At the beginning of the school year, the campus was buzzing with returning and new students. Semester after semester, I plan out how early I have to arrive at school to find parking. This is the first semester parking was not as bad as the previous years. I am grateful to park on campus but now I have to arrive early to my classes just to get a good seat in an actual desk.

Almost a month into school and I am already secretly praying that students drop out of their classes.

Walking to class I have begun to play a game; which way to walk will have the least amount of people? The game results in taking the longest routes to my classes. Walking past the students, dodging them at all cost. I place my earphones on so I do not need to say, “excuse me, and sorry, I can I get through.” I walk quickly and with a frown on my face, because then I would not hear the words, “Hi, how are you today. I haven’t seen you in a long time. Hey.” Finally I get to where I need to be and I open that door to my class, my heart drops. Where do I sit?

I have to quickly choose where to sit, if there are seats. Do I want to sit in the seat without the desk and be forced to take notes on my lap? Should I sit in the seat in the handicap desk and feel guilty when someone needs it more than I do,  or do i sit in the far corner of the room and fall asleep because I am not active in the classroom discussions? All of those question, answers and possible scenarios run immediately through my mind.

Finding a desk is only half of the problem. I feel like I have to fight to be heard in classroom discussions; raising my hand up higher and jumping up and down in my seat just to be seen and heard. Now the question that I must ask myself is am I just being an antisocial person or is the campus overpopulated to the point I feel like my voice gets lost?

As a student, I have always heard community colleges are the best place to go if you want a connection to a professor and to be seen or heard with clarity; to feel like I am more than just a regular student. Then I ask myself, do I still feel like that, do my professors still treat me as if I am an actual person or just another name on a list?

Walking around campus, I have begun to notice something quite amazing. I am starting to enjoy an overpopulated campus.

I have met some awesome people by sitting a little too close for comfort. I do enjoy hearing people sing and listening to music around campus. I enjoy hearing different conversation and laughter and seeing people sit in the shaded areas and making new friends.

I love seeing the dance students practice on the grass outside of the bookstore. I love seeing art students draw the trees and buildings. I love seeing the photography students walk around taking pictures of seemingly nothing.

Only now, as the semester moves forward and I become more comfortable being around so many new people, do I realize that I am at a community college. I’m maybe just another name on a list in some of my classes and that is fine. I belong to a college where the student body is also part of my education. Where I am learning to love the simplest things, like walking around campus because it has a very beautiful and diverse population.

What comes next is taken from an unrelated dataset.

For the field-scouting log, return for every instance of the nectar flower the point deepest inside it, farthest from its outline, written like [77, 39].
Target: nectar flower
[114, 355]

I always believed the less I socialized the better off I will be when it came to how well I did in life. There is less distractions, the more I am able to focus on what is important to me. Going to school on this campus forces me to be engaged with others. I am forced to talk to more people, to learn more about them. I am forced to see more, to see the differences and similarities between us. There was an awakening inside me, I started to see with an open mind. I no longer wanted to be just focused on myself, I want to learn and absorb the knowledge that those around me give without knowing they are giving me a the most precious gift of understanding.